Mortgage Resources

Debt-to-Income Ratios

To determine your maximum mortgage amount, lenders use guidelines called debt-to-income ratios. This is simply the percentage of your monthly gross income (before taxes) that is used to pay your monthly debts. Because there are two calculations, there is a "front" ratio and a "back" ratio and they are generally written in the following format: 33/40.

The front ratio is the percentage of your monthly gross income (before taxes) that is used to pay your housing costs, including principal, interest, taxes, insurance, mortgage insurance (when applicable), and homeowners association fees (when applicable). The back ratio is the same as the front ratio with the addition of your monthly consumer debt. Consumer debt can be car payments, credit card debt, installment loans, and similar related expenses. Auto or life insurance is not considered a debt.

A common guideline for debt-to-income ratios is 33/40. A borrower's housing costs consume thirty-three percent of their monthly income. Add their monthly consumer debt to the housing costs, and it should take no more than forty percent of their monthly income to meet those obligations.

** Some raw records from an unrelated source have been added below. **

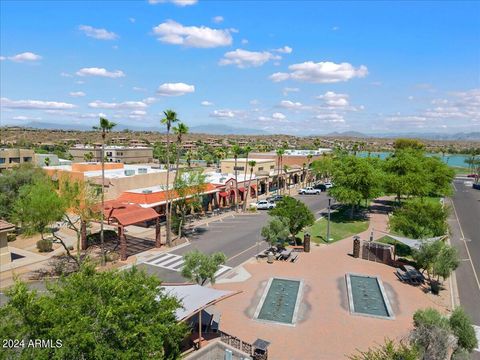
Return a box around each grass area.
[298,206,369,245]
[450,166,471,175]
[376,235,414,260]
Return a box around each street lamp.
[326,198,331,242]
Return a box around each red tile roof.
[0,220,15,231]
[103,201,159,227]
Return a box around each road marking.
[144,252,232,278]
[450,198,480,293]
[227,242,264,263]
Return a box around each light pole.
[326,198,331,242]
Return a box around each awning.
[160,284,240,321]
[238,187,246,192]
[219,191,228,197]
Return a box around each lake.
[357,152,472,168]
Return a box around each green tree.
[269,196,315,239]
[393,138,426,151]
[93,117,117,266]
[161,110,180,247]
[0,163,47,221]
[329,156,384,218]
[423,156,455,197]
[173,170,206,238]
[449,307,478,354]
[261,216,290,247]
[276,148,285,194]
[12,179,65,241]
[172,122,189,183]
[0,265,188,360]
[181,250,227,285]
[311,155,335,183]
[348,339,419,360]
[83,151,94,162]
[390,198,448,239]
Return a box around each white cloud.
[0,56,5,61]
[69,91,86,97]
[270,61,368,83]
[282,87,299,96]
[212,16,224,24]
[272,112,286,120]
[129,110,147,118]
[201,100,214,106]
[210,109,235,118]
[79,25,118,40]
[12,115,42,121]
[315,113,345,123]
[148,0,198,6]
[1,97,76,110]
[132,86,147,92]
[143,97,157,104]
[279,100,303,109]
[76,67,125,78]
[152,20,233,48]
[274,46,292,54]
[156,82,195,96]
[88,100,148,110]
[317,91,349,107]
[5,52,42,62]
[219,49,281,68]
[241,39,248,45]
[60,72,73,77]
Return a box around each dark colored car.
[313,184,327,191]
[266,195,284,202]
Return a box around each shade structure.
[160,284,239,321]
[375,229,446,250]
[103,201,159,226]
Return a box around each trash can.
[267,252,274,263]
[304,233,311,253]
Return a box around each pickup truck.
[298,187,321,195]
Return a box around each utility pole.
[326,198,331,242]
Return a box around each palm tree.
[173,122,189,183]
[243,160,256,211]
[283,164,291,194]
[161,110,179,247]
[306,154,313,186]
[276,148,285,194]
[231,144,242,212]
[83,151,94,162]
[242,145,252,192]
[93,117,116,266]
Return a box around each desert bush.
[36,239,53,252]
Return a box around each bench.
[290,254,299,263]
[291,246,304,252]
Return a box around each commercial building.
[69,145,154,164]
[220,158,276,176]
[34,153,72,167]
[44,162,172,200]
[0,148,34,172]
[249,148,332,168]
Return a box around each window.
[258,167,263,171]
[9,157,20,164]
[23,157,32,162]
[0,158,5,164]
[234,166,244,171]
[270,165,274,169]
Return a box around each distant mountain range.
[5,122,480,140]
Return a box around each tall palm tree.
[242,145,252,192]
[283,164,291,195]
[243,160,256,211]
[161,110,179,247]
[93,117,116,266]
[231,144,242,212]
[276,148,285,194]
[173,122,189,183]
[306,154,313,186]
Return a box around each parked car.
[313,184,327,192]
[255,200,276,210]
[266,195,284,202]
[298,187,321,195]
[467,174,479,179]
[324,182,333,189]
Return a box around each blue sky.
[1,0,479,135]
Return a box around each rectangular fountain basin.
[254,278,303,325]
[346,273,394,319]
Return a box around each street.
[449,179,480,356]
[140,193,331,281]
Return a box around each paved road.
[449,179,480,356]
[141,193,331,281]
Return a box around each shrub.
[7,232,16,242]
[36,239,53,252]
[449,307,478,353]
[86,230,117,246]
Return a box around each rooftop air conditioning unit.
[142,189,153,194]
[138,168,148,174]
[124,169,135,176]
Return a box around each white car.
[298,187,321,195]
[324,182,333,189]
[254,200,276,210]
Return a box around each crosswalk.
[144,252,232,279]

Please be aware that these ratios are only guidelines, which means they are flexible depending on the situation of the borrower. These guidelines take into consideration the amount of down payment (if any), the credit characteristics of the borrower, and other pertinent factors. These guidelines also vary according to loan program. FHA guidelines state that a 29/41 qualifying ratio is acceptable. VA guidelines do not have a front ratio at all, but the guideline for the back ratio is 41. My Community products will allow a back ratio of up to 65.

Example: If you make $5000 a month, with 33/40 qualifying ratio guidelines, your maximum monthly housing cost should be around $1650. Including your consumer debt, your monthly housing and credit expenditures should be around $2,000.